Get-refusal is a heinous, vengeful act that must be eradicated – but not without due process, and the other protections of a democracy separated from religion
By Susan Weiss
Published in the Times of Israel Blogs
SEP 4, 2019, 4:05 PM
A few years back, a colleague informed me that she thought the New York Get Laws were unconstitutional, dangerously entangling the state in religious affairs. Passed in 1983 and 1992, the laws encourage Jewish husbands to deliver religious divorces (“gets”) to their wives. The laws preclude judges from entertaining a civil divorce suit filed by husbands who fail to “remove all barriers to remarriage”; and, they also allow judges to take the failure to give a get into account when making equitable distribution of marital property. A long-standing activist for Jewish women, I retorted flippantly that “Maybe my colleague was right, but I didn’t care.”
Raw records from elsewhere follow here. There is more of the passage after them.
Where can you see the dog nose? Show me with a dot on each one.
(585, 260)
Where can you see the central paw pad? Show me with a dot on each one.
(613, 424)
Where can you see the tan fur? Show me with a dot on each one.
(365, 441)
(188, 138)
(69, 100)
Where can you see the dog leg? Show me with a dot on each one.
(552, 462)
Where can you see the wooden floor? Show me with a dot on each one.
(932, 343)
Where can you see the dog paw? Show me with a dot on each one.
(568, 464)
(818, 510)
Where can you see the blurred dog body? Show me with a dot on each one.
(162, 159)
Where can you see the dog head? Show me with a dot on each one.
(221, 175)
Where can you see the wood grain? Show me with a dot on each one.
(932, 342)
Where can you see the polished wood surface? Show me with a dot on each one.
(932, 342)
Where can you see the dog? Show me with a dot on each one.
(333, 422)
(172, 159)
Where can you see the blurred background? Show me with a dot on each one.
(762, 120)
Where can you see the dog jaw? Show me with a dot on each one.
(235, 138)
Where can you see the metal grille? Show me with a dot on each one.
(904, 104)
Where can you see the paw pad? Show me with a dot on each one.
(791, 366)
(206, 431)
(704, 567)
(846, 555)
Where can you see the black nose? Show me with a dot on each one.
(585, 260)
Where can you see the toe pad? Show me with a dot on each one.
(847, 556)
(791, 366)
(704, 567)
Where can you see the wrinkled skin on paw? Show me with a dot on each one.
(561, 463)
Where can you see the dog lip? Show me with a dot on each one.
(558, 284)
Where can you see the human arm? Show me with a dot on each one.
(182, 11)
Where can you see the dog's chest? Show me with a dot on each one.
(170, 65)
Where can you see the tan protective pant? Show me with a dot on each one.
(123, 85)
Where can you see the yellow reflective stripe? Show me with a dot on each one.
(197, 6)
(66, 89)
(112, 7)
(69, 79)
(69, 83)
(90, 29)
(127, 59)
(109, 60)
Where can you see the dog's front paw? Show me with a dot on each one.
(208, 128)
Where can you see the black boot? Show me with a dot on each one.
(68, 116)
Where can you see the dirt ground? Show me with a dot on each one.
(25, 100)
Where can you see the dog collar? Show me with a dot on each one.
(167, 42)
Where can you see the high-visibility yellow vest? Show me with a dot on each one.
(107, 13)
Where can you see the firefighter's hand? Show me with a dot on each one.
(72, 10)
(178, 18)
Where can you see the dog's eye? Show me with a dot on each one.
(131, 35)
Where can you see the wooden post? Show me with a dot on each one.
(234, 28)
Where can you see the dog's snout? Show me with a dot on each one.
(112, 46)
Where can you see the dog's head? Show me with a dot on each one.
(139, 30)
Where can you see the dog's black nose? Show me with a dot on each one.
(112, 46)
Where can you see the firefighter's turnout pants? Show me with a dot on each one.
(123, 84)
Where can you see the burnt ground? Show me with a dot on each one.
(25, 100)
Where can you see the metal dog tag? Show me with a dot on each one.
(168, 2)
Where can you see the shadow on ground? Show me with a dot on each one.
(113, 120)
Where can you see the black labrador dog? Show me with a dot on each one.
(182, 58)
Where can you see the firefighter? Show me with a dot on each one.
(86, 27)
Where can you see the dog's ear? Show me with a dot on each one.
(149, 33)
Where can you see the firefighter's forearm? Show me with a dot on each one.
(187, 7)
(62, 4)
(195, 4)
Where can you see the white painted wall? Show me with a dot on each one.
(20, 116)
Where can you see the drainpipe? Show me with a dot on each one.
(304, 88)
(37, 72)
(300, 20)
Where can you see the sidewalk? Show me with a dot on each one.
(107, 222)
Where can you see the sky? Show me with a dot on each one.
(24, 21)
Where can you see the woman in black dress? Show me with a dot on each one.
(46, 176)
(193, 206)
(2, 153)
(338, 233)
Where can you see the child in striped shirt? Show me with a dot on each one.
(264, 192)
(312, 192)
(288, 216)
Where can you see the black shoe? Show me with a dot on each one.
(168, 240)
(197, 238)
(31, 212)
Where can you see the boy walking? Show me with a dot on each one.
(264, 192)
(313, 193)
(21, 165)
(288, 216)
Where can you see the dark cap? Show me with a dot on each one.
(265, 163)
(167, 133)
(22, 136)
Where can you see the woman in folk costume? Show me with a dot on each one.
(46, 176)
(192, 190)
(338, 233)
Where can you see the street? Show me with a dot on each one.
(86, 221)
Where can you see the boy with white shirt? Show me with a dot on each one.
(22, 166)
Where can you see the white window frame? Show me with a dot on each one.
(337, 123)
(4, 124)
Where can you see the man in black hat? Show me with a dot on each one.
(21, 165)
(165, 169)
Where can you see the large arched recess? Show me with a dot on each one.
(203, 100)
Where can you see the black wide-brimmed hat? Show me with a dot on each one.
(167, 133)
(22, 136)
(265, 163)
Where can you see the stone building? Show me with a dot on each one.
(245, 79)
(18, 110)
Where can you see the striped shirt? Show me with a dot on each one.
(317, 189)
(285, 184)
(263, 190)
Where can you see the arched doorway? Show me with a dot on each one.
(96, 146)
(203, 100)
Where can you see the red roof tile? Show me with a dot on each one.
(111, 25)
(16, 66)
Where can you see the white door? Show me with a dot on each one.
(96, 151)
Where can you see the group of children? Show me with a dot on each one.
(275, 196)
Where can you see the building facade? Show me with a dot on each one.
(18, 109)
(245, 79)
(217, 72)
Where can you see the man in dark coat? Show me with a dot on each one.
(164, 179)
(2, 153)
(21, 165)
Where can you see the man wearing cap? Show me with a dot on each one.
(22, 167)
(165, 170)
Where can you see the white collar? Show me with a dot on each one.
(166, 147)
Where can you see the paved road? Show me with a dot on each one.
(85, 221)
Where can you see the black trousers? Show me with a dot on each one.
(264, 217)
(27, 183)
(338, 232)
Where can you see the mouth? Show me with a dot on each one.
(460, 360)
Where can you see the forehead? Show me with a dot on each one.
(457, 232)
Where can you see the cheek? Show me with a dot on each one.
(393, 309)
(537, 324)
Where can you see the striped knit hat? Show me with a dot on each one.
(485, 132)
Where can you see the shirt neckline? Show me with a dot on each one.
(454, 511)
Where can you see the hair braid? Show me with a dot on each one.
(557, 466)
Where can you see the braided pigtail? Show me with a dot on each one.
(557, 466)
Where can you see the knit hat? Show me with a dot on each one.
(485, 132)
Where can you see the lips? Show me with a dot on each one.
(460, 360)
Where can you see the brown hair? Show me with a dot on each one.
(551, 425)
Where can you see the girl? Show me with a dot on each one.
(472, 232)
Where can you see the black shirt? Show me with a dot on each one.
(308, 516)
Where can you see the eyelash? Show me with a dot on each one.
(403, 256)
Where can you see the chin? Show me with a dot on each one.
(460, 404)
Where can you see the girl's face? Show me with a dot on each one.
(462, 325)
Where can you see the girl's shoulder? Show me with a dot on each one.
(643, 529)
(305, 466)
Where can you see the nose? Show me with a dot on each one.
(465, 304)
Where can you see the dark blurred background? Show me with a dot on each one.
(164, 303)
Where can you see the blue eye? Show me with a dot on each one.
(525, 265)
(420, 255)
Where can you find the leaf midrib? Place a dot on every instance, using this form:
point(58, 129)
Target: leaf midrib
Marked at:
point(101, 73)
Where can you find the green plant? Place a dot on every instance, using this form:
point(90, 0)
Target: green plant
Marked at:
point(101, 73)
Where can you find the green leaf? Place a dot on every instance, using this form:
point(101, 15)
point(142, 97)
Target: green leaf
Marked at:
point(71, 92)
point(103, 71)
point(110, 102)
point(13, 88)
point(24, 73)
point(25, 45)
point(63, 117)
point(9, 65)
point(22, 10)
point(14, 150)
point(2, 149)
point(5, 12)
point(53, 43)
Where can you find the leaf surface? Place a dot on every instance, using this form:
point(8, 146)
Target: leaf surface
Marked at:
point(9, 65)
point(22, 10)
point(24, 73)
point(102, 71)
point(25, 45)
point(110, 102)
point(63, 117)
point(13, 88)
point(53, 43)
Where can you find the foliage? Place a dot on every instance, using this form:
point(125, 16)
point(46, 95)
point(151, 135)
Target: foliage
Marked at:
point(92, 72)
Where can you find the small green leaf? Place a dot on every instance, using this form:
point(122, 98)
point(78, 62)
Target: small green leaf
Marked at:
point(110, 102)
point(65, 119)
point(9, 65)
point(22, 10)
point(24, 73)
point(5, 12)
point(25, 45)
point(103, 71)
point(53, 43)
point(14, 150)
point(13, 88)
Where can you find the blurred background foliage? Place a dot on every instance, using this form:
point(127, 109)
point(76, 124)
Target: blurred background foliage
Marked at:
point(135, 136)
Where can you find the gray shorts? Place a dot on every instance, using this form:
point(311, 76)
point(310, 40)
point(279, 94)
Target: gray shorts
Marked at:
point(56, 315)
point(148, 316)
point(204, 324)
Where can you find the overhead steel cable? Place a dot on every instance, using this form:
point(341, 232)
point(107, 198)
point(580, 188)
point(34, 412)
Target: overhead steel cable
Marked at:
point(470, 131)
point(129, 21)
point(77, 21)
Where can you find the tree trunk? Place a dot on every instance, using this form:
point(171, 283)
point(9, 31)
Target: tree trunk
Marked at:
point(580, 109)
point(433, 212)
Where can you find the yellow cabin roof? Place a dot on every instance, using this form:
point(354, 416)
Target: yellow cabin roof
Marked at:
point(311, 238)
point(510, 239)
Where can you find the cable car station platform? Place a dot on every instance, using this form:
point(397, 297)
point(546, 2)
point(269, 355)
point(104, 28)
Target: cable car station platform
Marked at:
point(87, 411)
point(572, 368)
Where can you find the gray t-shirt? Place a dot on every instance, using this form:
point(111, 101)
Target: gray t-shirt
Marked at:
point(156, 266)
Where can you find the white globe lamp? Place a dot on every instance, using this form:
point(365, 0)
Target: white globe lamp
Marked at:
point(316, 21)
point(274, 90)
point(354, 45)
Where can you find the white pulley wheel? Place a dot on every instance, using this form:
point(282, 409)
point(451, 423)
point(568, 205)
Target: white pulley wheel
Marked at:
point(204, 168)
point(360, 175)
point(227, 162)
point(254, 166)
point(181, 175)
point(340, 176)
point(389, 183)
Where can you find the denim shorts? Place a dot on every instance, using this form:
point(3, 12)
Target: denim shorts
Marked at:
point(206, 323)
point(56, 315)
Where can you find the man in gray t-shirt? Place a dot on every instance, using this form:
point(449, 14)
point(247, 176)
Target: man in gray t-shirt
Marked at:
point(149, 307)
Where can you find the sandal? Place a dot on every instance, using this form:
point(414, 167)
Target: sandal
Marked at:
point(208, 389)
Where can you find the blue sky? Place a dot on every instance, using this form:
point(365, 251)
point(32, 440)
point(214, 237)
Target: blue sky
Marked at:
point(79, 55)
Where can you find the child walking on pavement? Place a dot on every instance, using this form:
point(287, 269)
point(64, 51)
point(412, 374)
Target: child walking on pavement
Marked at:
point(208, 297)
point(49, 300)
I should have. Theocracies — states who answer to clerics speaking for God and are oblivious to the Rule of Law and basic civil liberties — are dangerous. A recent case is illustrative. Two weeks ago, Israeli Chief Rabbi David Lau ordered Jerusalem undertakers to halt a burial. At the request of the Union of Orthodox Rabbis of America, Lau was trying to force the hand of the deceased’s son. Lau claimed that the man, an American citizen and resident, had been withholding a get for the past 15 years from a woman from whom he had been civilly divorced. After the man’s family agreed to post a bond to guarantee the get, the burial commenced. Immediately afterwards, however, the man announced that he had had no intention of delivering the get. He said that he had already deposited one with an American rabbinic court. Responding, his divorcee, who is also an American citizen and resident, claimed that the man’s designated court was not reputable. She also was not satisfied with the decree of annulment that had been issued at her request by the International Beth Din, located in New York City. She wanted a “more” kosher get, one recognized by the Israeli Rabbinate. Lau agreed.
Much criticism has been levelled at the above events, most aimed at Lau, at Jewish law, and obviously at the get-refuser. Some criticism was even directed at the divorcee. However, no one criticized the elephant in the room: the fact that the democratic state of Israel has entangled itself with religion to such an extent that it has constructed a partial theocracy which violates the civil liberties of its citizens — as well as foreign citizens — without it, or them, even noticing.